IAWA Journal
- Discipline: Wood anatomy, Wood science, Plant science, Dendrology
- Language: English
- Edited by: Frederic Lens

Publication details
- History: 1980–present
- Publisher: Brill Publishers on behalf of the International Association of Wood Anatomists
- Frequency: Quarterly
- Impact factor: 1.4 (2023)

Standard abbreviations
- ISO 4: IAWA J.

Indexing
- ISSN: 0928-1541 (print) 2294-1932 (web)
- LCCN: 93648683
- OCLC no.: 30018452

Links
- Journal homepage; Online archive;

= IAWA Journal =

Academic journal

IAWA Journal is a quarterly peer-reviewed scientific journal focusing on the structure and biology of wood and xylem tissues of woody plants. It is the official journal of the International Association of Wood Anatomists and is published by Brill Publishers.

The current editor-in-chief is Dr. Frederic Lens.

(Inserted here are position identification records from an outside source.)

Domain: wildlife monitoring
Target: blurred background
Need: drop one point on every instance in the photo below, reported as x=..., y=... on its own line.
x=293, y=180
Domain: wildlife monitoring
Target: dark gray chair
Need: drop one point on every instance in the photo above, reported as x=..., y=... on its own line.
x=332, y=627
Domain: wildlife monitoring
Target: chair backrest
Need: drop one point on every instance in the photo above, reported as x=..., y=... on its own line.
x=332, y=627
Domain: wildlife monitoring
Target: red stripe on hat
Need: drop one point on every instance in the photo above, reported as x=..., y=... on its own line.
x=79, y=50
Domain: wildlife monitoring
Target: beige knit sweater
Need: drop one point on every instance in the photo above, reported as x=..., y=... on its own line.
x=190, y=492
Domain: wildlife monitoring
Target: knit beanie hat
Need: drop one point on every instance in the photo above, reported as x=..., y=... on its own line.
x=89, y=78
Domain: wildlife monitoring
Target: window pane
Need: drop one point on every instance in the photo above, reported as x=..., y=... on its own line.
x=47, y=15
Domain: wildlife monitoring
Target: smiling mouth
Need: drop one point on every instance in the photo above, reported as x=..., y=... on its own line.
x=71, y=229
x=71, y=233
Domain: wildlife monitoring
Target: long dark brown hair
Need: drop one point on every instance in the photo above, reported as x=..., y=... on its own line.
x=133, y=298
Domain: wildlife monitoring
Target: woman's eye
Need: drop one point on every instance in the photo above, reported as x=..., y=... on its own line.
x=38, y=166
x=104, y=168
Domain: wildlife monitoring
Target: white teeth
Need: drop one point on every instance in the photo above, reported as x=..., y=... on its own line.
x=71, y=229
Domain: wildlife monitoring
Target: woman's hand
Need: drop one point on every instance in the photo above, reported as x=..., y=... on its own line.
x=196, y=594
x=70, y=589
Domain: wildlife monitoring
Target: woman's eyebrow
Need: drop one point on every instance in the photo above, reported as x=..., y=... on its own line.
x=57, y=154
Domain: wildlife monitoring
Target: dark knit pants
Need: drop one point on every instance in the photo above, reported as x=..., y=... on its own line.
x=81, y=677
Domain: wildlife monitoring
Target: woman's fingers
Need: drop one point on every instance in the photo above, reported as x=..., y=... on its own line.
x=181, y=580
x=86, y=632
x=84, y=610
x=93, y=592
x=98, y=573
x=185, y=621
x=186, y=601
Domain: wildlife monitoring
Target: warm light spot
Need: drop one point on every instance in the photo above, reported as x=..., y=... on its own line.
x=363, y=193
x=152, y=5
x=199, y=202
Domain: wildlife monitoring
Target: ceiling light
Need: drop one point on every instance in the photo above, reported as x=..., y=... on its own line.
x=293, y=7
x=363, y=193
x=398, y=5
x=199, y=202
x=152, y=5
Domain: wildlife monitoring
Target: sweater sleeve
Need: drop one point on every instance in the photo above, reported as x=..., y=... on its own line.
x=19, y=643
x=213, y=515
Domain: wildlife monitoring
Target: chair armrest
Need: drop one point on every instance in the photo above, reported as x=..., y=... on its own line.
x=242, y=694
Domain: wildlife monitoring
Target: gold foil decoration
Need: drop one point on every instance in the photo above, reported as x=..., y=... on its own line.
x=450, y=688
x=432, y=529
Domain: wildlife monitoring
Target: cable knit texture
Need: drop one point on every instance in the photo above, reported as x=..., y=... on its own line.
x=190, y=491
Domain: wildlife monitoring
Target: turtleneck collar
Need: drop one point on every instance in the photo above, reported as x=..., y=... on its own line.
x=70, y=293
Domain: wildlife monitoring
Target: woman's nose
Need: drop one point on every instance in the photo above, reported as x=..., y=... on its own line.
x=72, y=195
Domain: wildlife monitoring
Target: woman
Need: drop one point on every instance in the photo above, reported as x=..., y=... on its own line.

The journal was established in 1980 and continues the mission of promoting the science of wood anatomy worldwide. It publishes original research papers, review articles, and short communications related to wood structure, functional anatomy, dendrochronology, palaeobotany, systematics, tree biology, and allied fields.

IAWA Journal is abstracted and indexed in major bibliographic databases, including Scopus, Web of Science and Google Scholar. According to the Journal Citation Reports, it has a 2023 impact factor of 1.4.